I was trying to see the performance difference between pre-initializing an ArrayList
to a given capacity vs going with the default capacity and expanding on requirement. Just out of curiosity. I found that the default capacity array code is ~10% FASTER than the code which initializes the array to the required capacity. Here is the code I used:
public class Test {
public static void main(String[] args) {
long t1 = System.currentTimeMillis();
for(int j=0;j<10;++j) {
List<Integer> list = new ArrayList<Integer>();
for(int i=0;i<1000000;++i) {
list.add(i);
}
}
long t2 = System.currentTimeMillis();
System.out.println("Time taken: " + (t2-t1)/10.0);
}
}
I consistently get ~77 ms for this version on my box, whereas I get ~85 ms if I change the List initialization to new ArrayList<Integer>(1000000)
. Why is it so? Shouldn't it be the other way round? In fact, the List without pre-init is consistently a tiny bit (~0.5-1 ms) faster than using plain Integer[]
. Basically, what it says is default capacity arraylist > simple array > pre-capacity-ensured arraylist
in insert performance.
This is very strange to me.

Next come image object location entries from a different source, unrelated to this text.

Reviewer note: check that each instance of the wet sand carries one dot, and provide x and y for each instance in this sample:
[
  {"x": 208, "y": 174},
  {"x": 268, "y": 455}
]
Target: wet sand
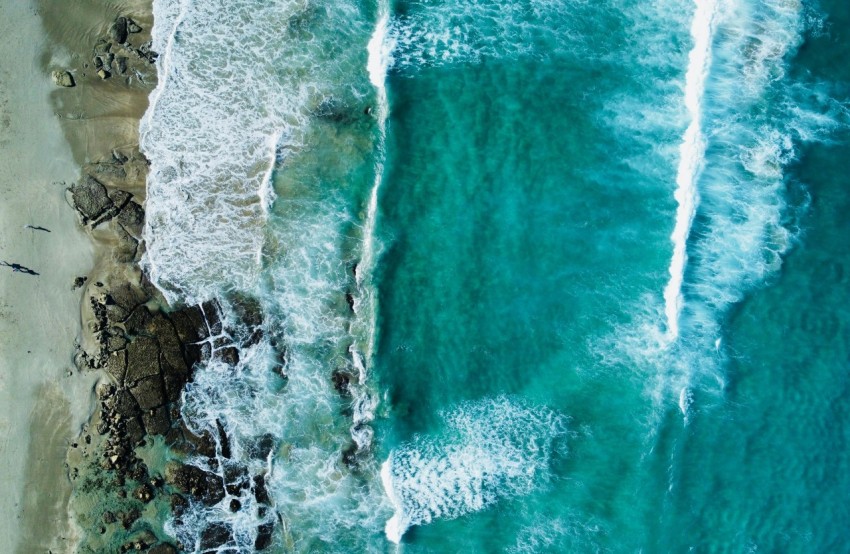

My initial guess is that it has something to do with memory allocation, something like giving 1000000 int blocks in one go is maybe slower than slowly getting more space? Is this even reproducible in other machines? I am using jdk 1.6.0, Mac OS X, running through eclipse.
I tried it in two other environments:
--> Tried running java+javac from command line instead of eclipse - Here I get pre-capacity-ensured arraylist > simple array > default capacity arraylist
, consistently.
--> Tried running java+javac on my linux (RHEL) desktop. This box has 24 GB RAM, whereas my laptop had only 8 GB. Here, I get plain array >>> default capacity arraylist > pre-capacity-ensured arraylist
. Plain array is super-fast, about 2-3x faster in this case than the other two.
EDIT: Following @JonSkeet's suggestion in the comments, I used nanoTime()
, and Integer
instead of int
. It still doesn't adress the issue that JIT warmup is not being considered though. After these changes, I consistently see that plain array is the fastest across all tests. But the capacity-ensured list is still slower by about 5-10% compared to default-capacity list for me across all 3 environments above. BUT some users seem to get the correct behaviour, so this might well be a very specific case.
EDIT2: If I use String instead of Integer as the element, the behavior is correct (plain array > pre-capacity-ensured arraylist > default capacity array
). So I think autoboxing is actually the culprit.